Pourtant le calme revint; tous les murmures s'éteignirent graduellement, et, au bout d'une heure, Thornfield était redevenu silencieux comme un désert; la nuit et le sommeil avaient repris leur empire.

La lune était au moment de disparaître; ne désirant pas rester plus longtemps assise au froid et dans l'obscurité, je quittai la fenêtre, et, marchant aussi doucement que possible sur le tapis, je me dirigeai vers mon lit pour m'y coucher tout habillée; au moment où j'allais retirer mes souliers, une main frappa légèrement à ma porte.

« A-t-on besoin de moi ? demandai-je.

—    Êtes-vous levée ? me répondit la voix que je m'attendais bien à entendre, celle de Mr Rochester.

—    Oui, monsieur.

—    Et habillée ?

—    Oui.

—    Alors, venez vite. »

J'obéis. Mr Rochester était dans le corridor, tenant une lumière à la main.

« J'ai besoin de vous, dit-il, venez par ici; prenez votre temps et ne faites pas de bruit. »

Mes pantoufles étaient fines, et sur le tapis on n'entendait pas plus mes pas que ceux d'une chatte. Mr Rochester traversa le corridor du second, monta l'escalier, et s'arrêta sur le palier du troisième étage, si lugubre à mes yeux; je l'avais suivi et je me tenais à côté de lui.

« Avez-vous une éponge dans votre chambre ? me demanda-t-il très bas.

—    Oui, monsieur.

—    Avez-vous des sels volatiles ?

—    Oui.

—    Retournez chercher ces deux choses. »

Je retournai dans ma chambre; je pris l'éponge et les sels, et je remontai l'escalier; il m'attendait et tenait une clef à la main. S'approchant de l'une des petites portes, il y plaça la clef; puis, s'arrêtant, il s'adressa de nouveau à moi, et me dit :

« Pourrez-vous supporter la vue du sang ?

—    Je le pense, répondis-je; mais je n'en ai pas encore fait l'épreuve. »

Lorsque je lui répondis, je sentis en moi un tressaillement, mais ni froid ni faiblesse.

« Donnez-moi votre main, dit-il; car je ne peux pas courir la chance de vous voir vous évanouir. »

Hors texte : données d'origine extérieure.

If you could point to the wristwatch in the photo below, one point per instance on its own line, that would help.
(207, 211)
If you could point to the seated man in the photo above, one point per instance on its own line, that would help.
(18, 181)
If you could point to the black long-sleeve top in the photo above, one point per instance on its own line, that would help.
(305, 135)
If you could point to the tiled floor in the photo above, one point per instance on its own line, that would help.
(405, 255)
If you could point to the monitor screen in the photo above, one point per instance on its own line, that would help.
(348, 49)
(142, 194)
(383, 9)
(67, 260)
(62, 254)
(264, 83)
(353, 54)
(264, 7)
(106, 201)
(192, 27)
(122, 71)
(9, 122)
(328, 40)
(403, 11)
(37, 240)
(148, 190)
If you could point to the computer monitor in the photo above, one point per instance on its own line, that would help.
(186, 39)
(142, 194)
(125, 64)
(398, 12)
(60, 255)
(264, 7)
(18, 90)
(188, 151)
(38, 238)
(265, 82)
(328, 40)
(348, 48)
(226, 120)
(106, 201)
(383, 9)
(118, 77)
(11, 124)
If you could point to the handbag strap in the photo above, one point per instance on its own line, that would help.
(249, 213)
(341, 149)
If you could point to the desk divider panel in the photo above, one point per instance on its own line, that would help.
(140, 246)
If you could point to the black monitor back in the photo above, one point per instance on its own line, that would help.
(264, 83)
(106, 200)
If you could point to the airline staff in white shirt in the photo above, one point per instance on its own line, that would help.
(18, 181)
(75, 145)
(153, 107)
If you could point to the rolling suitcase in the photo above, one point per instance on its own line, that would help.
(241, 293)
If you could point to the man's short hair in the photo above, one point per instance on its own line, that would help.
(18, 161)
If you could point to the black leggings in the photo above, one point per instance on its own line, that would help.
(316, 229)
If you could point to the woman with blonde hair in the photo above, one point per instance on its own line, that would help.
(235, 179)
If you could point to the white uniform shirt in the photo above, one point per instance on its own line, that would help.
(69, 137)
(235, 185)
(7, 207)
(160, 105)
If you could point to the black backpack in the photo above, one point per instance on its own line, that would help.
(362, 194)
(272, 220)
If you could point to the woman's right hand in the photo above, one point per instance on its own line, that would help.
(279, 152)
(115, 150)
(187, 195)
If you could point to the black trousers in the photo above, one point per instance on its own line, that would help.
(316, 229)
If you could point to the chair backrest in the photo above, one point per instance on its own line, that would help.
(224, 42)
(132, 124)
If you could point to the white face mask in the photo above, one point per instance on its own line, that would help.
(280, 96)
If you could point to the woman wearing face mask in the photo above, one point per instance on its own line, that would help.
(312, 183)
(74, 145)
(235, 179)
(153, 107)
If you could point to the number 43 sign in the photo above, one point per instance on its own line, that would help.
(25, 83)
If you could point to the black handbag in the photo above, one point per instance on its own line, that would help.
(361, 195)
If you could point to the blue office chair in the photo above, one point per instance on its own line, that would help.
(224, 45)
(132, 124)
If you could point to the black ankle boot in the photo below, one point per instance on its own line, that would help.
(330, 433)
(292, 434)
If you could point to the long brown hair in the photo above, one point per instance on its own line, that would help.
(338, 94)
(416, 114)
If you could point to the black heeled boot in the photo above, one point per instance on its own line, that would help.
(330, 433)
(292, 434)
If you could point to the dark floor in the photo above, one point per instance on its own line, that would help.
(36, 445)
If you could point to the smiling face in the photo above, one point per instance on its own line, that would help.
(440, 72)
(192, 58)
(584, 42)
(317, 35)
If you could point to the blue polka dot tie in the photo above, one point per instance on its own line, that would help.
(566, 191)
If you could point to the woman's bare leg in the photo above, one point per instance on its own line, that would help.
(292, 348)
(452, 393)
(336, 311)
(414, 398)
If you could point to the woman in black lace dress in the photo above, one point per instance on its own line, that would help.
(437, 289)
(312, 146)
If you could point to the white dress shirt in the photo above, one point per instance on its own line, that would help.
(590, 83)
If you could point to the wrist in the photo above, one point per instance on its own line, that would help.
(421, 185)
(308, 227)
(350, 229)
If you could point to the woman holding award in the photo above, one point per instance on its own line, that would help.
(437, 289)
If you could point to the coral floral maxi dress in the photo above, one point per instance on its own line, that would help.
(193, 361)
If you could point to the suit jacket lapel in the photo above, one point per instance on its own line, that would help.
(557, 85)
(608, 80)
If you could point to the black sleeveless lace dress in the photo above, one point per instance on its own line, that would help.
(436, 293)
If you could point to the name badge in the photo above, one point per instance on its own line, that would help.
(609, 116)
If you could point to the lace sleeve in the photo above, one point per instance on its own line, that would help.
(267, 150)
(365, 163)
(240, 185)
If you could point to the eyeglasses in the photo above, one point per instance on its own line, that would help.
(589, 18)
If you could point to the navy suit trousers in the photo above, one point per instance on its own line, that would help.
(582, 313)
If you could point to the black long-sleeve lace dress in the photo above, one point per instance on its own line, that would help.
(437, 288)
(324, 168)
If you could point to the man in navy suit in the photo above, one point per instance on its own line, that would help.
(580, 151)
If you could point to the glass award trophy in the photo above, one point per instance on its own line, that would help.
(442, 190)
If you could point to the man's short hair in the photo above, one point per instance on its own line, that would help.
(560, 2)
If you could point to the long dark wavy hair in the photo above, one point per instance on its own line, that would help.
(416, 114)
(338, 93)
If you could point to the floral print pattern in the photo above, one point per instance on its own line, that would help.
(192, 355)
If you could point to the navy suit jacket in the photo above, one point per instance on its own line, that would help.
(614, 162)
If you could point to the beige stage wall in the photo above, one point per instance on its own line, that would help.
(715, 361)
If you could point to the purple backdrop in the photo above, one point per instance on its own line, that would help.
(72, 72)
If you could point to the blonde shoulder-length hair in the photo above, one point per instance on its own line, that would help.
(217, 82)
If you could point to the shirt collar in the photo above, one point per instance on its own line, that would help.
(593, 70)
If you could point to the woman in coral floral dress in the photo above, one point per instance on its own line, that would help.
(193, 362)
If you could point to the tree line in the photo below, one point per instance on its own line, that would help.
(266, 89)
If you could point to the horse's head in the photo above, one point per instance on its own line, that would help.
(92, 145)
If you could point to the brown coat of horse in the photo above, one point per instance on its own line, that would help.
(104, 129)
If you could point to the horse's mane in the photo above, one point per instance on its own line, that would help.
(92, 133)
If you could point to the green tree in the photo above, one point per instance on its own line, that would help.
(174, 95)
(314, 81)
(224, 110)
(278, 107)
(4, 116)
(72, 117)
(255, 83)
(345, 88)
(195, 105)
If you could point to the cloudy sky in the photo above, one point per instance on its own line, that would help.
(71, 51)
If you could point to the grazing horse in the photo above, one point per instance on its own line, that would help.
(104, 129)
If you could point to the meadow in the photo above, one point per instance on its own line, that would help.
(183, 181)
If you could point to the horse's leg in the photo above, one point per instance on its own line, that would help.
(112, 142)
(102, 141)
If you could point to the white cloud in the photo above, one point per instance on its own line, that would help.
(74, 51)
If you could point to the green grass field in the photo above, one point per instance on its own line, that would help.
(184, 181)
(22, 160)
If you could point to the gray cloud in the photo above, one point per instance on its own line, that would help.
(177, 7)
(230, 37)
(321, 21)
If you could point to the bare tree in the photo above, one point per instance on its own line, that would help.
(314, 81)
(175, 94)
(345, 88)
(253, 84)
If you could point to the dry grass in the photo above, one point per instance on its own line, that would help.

Je mis mes doigts dans les siens.

« Ils sont chauds et fermes. » dit-il; puis, tournant la clef, il ouvrit la porte.

Je me rappelai avoir vu la chambre où me fit entrer Mr Rochester, lorsque Mme Fairfax m'avait montré la maison. Elle était tendue de tapisserie; mais cette tapisserie était alors relevée dans un endroit et mettait à découvert une porte qui, autrefois, était cachée; la porte était ouverte et menait dans une chambre éclairée, d'où j'entendis sortir des sons ressemblant à des cris de chiens qui se disputent. Mr Rochester, après avoir posé la chandelle à côté de moi, me dit d'attendre une minute, et il entra dans la chambre; son entrée fut saluée par un rire bruyant qui se termina par l'étrange « ah ! ah ! » de Grace Poole. Elle était donc là, et Mr Rochester faisait quelque arrangement avec elle; j'entendis aussi une voix faible qui parlait à mon maître. Il sortit et ferma la porte derrière lui.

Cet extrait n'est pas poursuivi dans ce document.